39. The Doctor's age is 953 in this story. Since that information comes from the Rani (and it's her own age as well), this suggests it's accurate, and that 53 years have passed between “Revelation of the Daleks” (when the Doctor gives his age as 900) and “Time and the Rani”. This could either mean that the trial recess between Mindwarp" and "The Terror of the Vervoids" lasted half a century, or that maybe the Doctor was just lying about his age.

40. Most bats eat fruit or insects, so it would have been rather better to have shown the Tetraps feasting on mangoes than on some bloodlike substance. Oh wait, forgot, they're in a goddamn quarry.

41. How exactly does the “hologram” of Mel seen in Part Three work?

42. Bonnie Langford is capable of screaming to match a precise musical tone. It's one talent that, by Part Three, you're wishing she'd kept to herself.

43. The Doctor's giant headphones would not look remotely out of place on a present-day hipster.

44. This is a particularly bad serial for puns, but we will admit that “every dogma has its day” is pretty funny.

45. Two wrongs might not make a left turn, but three left turns do make a right.

46. The Rani states her intention of returning to the Cretaceous to realise the potential of the dinosaurs. She'd better watch out for that freighter with all the "Earthshock" Cybermen aboard headed on a collision course with Mexico, then.

47. At that, the “potential of the dinosaurs” to do what, exactly? Judging by the activity around the local bird-feeders, the dinosaurs are doing just fine in many regards. That's also not a very kind thing to say about the complex and interesting Silurian/Eocene/Earth Reptile civilisation at that.

48. We're with the infotext here: Simply interrupting the countdown will mean that the Rani's rocket will miss the asteroid, so why does the Doctor go to the trouble of blowing up the Citadel?

49. The Rani's collection of geniuses appears to include only two women.

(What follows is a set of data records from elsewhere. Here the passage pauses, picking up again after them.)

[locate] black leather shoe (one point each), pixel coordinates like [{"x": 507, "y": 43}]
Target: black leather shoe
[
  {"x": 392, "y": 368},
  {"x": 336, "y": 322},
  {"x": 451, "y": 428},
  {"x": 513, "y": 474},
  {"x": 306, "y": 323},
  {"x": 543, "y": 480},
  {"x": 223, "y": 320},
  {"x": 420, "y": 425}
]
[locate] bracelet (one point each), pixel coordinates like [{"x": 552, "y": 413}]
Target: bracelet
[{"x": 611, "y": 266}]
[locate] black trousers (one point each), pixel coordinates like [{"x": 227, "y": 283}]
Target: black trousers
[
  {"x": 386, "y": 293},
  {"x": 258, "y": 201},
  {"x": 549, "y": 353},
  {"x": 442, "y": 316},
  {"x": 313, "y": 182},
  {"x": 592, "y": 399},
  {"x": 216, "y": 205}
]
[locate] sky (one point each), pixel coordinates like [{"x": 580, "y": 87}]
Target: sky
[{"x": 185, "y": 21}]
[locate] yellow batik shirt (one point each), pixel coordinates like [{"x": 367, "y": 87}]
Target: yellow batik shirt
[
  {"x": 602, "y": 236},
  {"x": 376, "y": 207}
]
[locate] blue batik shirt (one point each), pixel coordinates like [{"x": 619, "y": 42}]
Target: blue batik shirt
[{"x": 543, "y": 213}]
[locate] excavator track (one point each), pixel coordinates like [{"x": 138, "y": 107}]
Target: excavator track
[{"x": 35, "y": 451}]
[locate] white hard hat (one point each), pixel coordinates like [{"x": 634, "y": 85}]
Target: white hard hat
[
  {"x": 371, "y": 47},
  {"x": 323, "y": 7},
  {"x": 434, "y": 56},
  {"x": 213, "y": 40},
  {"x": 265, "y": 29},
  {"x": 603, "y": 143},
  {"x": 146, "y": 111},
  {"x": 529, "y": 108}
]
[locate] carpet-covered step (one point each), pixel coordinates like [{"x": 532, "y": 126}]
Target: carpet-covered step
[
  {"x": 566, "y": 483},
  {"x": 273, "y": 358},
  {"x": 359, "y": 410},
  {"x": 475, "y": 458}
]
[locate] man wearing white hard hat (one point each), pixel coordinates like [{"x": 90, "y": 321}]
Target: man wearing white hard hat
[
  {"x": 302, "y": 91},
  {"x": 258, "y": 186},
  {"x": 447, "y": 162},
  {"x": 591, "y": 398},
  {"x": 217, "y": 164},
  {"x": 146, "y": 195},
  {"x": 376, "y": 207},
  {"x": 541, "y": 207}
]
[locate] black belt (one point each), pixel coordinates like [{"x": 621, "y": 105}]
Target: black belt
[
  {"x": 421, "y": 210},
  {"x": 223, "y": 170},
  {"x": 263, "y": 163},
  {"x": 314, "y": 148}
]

50. When the Doctor hands over the killer insect antidote, Ikona removes the stopper and pours the liquid onto the ground. Faroon states “Ikona believes that our people should meet their own challenges, if they are to survive.” However, as there are only fourteen Lakertians left alive on this barren rock of a planet, he more likely believes that a swift demise from an insect's sting is preferable to a slow, lingering death through starvation.